Si mosse leggermente a disagio sullo sgabello.

Udiva lo sgocciolio picchiettare sul pavimento sotto di lui, ma era troppo incuriosito dal guardarsi intorno per curarsene: quella era la casa di Thomas, il luogo dove viveva pieno dei dettagli che gli appartenevano.

Dopo essersi baciati sotto la pioggia come nella scena struggente di un film che raccontava di un amore impossibile, lo aveva preso per mano invitandolo a salire: «Siamo soli. Solo io e te. Nessun altro» gli aveva detto.

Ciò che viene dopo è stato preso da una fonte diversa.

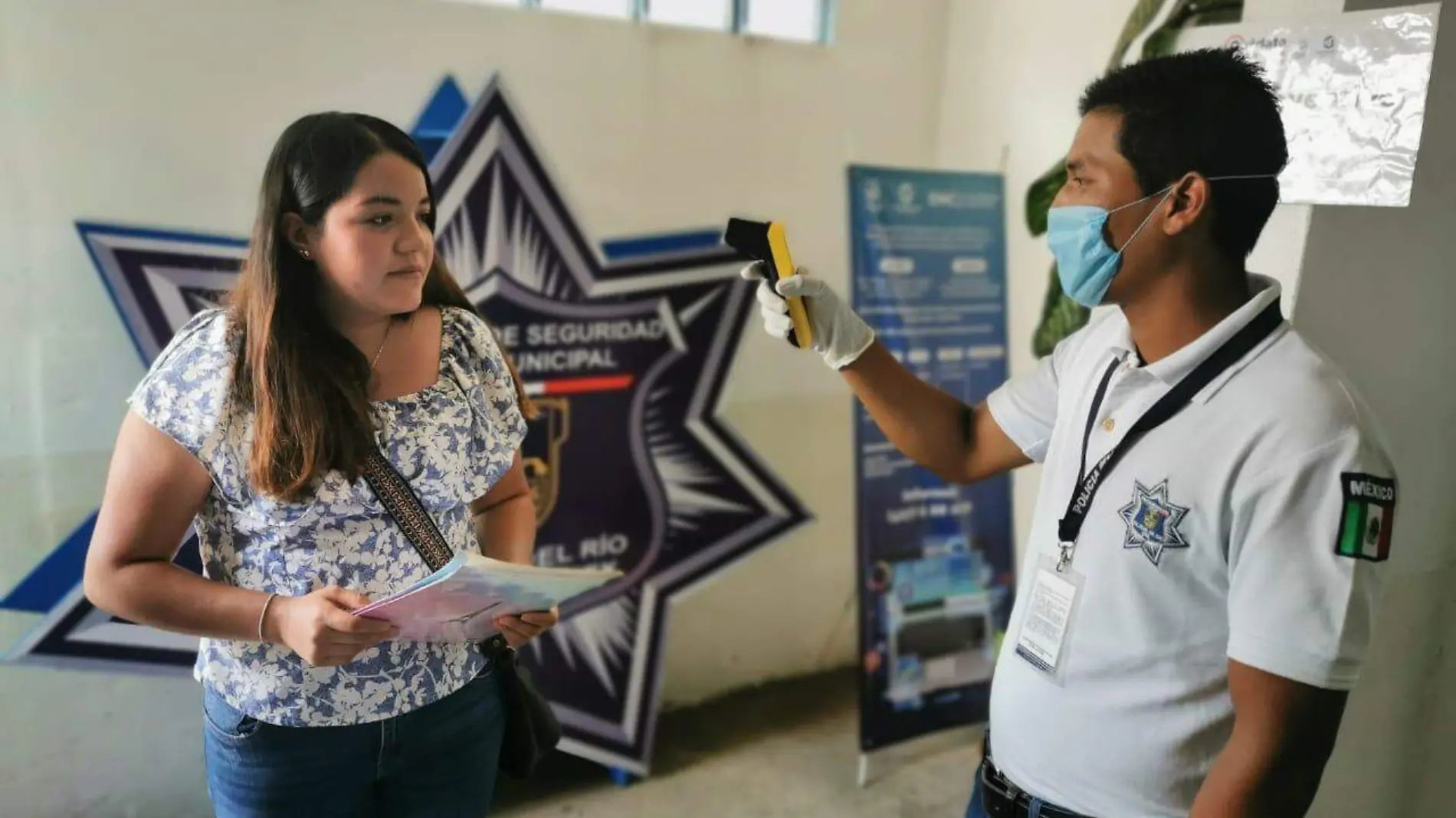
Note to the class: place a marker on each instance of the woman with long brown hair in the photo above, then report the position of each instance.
(346, 335)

Gli piaceva quell'appartamento, ordinato e al tempo stesso vissuto.

Sapeva che Reed ci viveva insieme al figlio di Hall e al tatuatore irritante, ma tutti i libri e le riviste che riempivano le mensole e gli angoli del salotto e della cucina, i post-it che costellavano il frigorifero, le penne infilate persino nel barattolo dei mestoli, erano particolari che appartenevano a Thomas.

Sospirò, mordendosi la guancia: gli sarebbe piaciuto vivere lì, averlo sempre con sé per condividere i momenti più intimi e apparentemente banali che erano i più importanti.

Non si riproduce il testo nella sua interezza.